If your spouse of however many years is having difficulty living at home and needs constant supervision or assistance, that can take a toll on anyone, regardless of age. If you are already in your 70’s, possibly into your 80’s, you don’t want to turn your back on him or her. However, even though you understand assisted living is a great option, you wonder if it is time yet or if you can still both remain home and together.
Remember, though, that you can both choose assisted living and live together. That is certainly an option, though that is something both of you have to consider depending on your specific needs at this time in your life.
Now, if you just aren’t sure if your spouse is ready to discuss assisted living, let’s look at three signs that may indicate this is the time to talk about it.
Perhaps in the past you or an adult child or friend brought up the topic of assisted living and your spouse shot it down. A lot has probably happened since that conversation, so let’s consider the signs that your spouse might be finally ready to talk about this important life change.
Sign #1: They understand the new changes in their life and how assisted living fits in.
As time marches on or health issues increase, most people in their 70’s or 80’s recognize how they are never going to return to the way things were in their 40’s, 50’s, or even their 60s.
These changes in life are inevitable. Time is a relentless enemy that continually steals seconds away from you. It also still strength, mobility, and balance, and much more.
When your spouse fully recognizes and understands the changes that are happening in his or her life more than they did in the past when you first talked about assisted living, they may very well be ready to talk about it more openly and honestly.
Sign #2: They aren’t getting frustrated when you mention the difficulty each day.
Things have been difficult for a long time. Perhaps in the past you talked about difficult moments as a way to bridge the gap to that conversation about assisted living. They recognized that.
Now, though, they don’t get upset or frustrated when you start talking in that same manner. That usually means they are recognizing that something does have to change.
If something doesn’t change, not only could they be at a greater risk of serious mishaps or unfortunate circumstance, but so can you.

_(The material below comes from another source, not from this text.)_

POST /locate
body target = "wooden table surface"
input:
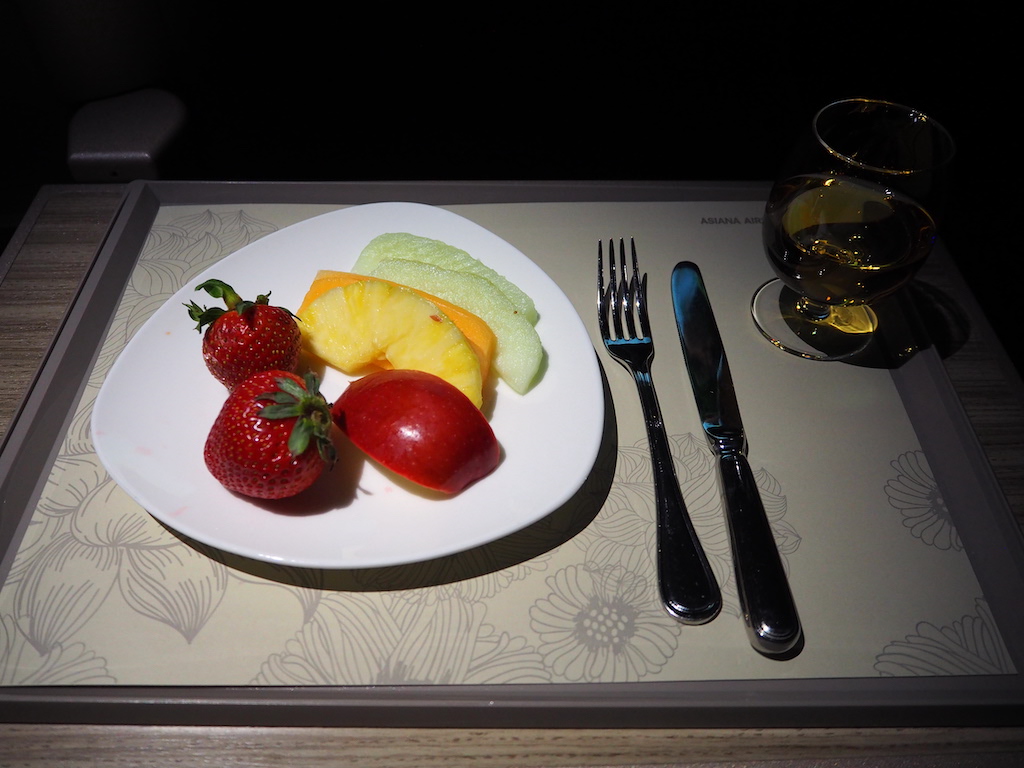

Sign #3: They are having lucid moments.
If your spouse was diagnosed with Alzheimer’s or another type of dementia some years ago, you may have thought this was going to be an easy challenge to accept. To support them and do the best you can.
After all, they were still lucid and cogent more often than they were not. Now, though, those lucid moments are fewer and further between.
When they do have lucid moments and you understand the importance of memory care assisted living, that is a perfect opportunity to bring up the subject.
The longer you wait to talk about assisted living, the more difficult life becomes for both of you.